Zooming in on the Bigger Picture: What Do Stars Look Like up Close?
Published Oct. 3 2023, 2:37 p.m. ET
The Gist:
- When we look up at the stars, we aren't seeing close-up details because they're so far away.
- To the unaided eye, stars look like tiny pinpricks of light in the night sky.
- Stars up close, including the sun, look a lot like large bright spheres of gas or fire.
Anytime you want to feel how small and insignificant you are in the universe, you can simply turn your eyes toward the night sky. Stars and planets look so tiny from Earth, especially to the naked eye. However, we have images of what certain stars and the sun look like when you can zoom in closer.
What does a star look like up close?
According to Sky At Night magazine, our sun is the best example of a star's appearance up close. The sun looks like a large, bright yellow disk in plenty of images captured from the moon or within the Earth's orbit. Many other stars would have much in common with the sun when viewed from a much closer distance.
NASA explains that the color of a star is determined by its temperature, and since stars have varying temperatures, their colors also vary. The hotter a star is, the more it will appear blue or white. A star that is orange or red generally has a cooler temperature.
As Sky At Night reports, small details on the sun's surface aren't visible to the unaided eye due to its intense brightness, but dimmer stars may enable people to see some features without being up close.
Check out these photos and videos of stars up close.
Some of our images are artists' renderings of how a star might look up close since it's expensive and difficult to obtain real images from outer space. This one is a concept of a red dwarf star, which is the most common and longest-living type of star, according to Space.com.

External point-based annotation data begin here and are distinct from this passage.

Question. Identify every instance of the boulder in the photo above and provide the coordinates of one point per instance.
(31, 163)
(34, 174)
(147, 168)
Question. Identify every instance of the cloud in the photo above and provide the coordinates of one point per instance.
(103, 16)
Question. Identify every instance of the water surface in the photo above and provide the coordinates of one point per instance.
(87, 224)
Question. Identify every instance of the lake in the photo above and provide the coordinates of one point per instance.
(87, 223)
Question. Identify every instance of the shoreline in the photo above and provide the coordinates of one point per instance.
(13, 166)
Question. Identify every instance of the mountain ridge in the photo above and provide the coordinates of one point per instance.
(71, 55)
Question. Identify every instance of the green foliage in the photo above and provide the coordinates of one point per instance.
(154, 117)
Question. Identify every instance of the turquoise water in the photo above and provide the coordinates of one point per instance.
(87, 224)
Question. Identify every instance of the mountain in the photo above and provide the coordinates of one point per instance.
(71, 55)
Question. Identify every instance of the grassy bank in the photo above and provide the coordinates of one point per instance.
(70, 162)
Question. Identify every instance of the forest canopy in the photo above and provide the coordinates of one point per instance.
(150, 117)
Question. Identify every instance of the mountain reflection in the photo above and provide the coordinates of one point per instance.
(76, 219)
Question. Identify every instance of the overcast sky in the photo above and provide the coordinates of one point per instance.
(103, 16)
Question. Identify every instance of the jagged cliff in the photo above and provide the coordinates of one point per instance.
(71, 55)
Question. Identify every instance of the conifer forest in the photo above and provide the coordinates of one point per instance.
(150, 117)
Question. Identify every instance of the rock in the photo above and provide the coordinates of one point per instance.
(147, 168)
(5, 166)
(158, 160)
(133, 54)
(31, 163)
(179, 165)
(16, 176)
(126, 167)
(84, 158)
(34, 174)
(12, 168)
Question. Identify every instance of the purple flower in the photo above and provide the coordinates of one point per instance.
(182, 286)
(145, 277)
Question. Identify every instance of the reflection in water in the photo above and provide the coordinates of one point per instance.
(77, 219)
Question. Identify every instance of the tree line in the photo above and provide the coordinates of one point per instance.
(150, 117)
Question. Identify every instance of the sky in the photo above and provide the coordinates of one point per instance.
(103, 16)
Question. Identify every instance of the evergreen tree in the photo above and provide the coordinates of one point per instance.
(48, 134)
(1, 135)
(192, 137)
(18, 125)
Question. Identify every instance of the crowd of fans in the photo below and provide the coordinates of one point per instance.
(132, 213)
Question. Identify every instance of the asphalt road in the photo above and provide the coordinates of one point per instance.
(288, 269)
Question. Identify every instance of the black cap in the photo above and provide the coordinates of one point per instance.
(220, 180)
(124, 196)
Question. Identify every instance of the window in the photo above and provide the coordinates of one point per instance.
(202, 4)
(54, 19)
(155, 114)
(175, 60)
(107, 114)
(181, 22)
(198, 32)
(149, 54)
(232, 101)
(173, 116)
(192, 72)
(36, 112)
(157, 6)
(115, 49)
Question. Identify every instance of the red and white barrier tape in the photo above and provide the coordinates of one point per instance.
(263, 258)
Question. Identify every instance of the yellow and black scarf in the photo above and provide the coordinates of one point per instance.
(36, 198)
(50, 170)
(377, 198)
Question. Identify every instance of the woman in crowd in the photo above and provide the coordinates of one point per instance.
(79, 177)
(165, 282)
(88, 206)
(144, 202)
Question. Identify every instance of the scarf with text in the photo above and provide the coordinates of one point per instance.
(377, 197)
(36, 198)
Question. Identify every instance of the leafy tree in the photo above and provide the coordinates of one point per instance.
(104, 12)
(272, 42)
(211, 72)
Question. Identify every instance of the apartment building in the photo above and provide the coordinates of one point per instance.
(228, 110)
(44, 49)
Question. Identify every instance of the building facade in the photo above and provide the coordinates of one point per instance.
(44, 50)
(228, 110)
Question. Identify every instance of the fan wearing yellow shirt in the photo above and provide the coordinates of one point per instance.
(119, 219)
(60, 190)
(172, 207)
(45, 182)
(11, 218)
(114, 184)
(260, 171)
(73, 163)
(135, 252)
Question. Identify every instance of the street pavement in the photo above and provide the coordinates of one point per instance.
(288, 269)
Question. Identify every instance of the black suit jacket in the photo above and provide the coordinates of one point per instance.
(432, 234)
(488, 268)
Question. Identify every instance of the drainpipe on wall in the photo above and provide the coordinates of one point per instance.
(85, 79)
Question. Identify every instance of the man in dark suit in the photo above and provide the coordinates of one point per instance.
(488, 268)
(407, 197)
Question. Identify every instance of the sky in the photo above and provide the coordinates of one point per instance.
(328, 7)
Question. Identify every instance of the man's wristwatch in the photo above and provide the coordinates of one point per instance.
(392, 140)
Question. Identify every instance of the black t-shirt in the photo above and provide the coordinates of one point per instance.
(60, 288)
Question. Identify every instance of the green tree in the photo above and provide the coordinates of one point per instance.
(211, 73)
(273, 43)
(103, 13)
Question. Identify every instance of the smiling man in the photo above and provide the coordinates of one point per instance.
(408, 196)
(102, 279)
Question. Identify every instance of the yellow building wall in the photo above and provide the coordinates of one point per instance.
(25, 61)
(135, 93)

This is an image captured by the James Webb Space Telescope, showing the Rho Ophiuchi cloud complex, per WebbTelescope.org. Although this doesn't show an individual star up close, several stars are present. "The heftiest in this image is the star S1, which appears amid a glowing cave it is carving out with its stellar winds in the lower half of the image."
The Hubble Space Telescope captured this image, showing a star "ending its life by casting off its outer layers of gas." According to NASA, the white dot in the middle is a burned out star called a white dwarf, and ultraviolet light from the dying star causes it to glow.
This image from the Hubble Space Telescope shows a small young stellar object, or YSO, near the upper middle and surrounded by many other bright stars. This shows a star found in the Perseus constellation early in its life. Near the bottom is a bright cloud "of interstellar gas reflecting light from the stars embedded within it," or a reflection nebula.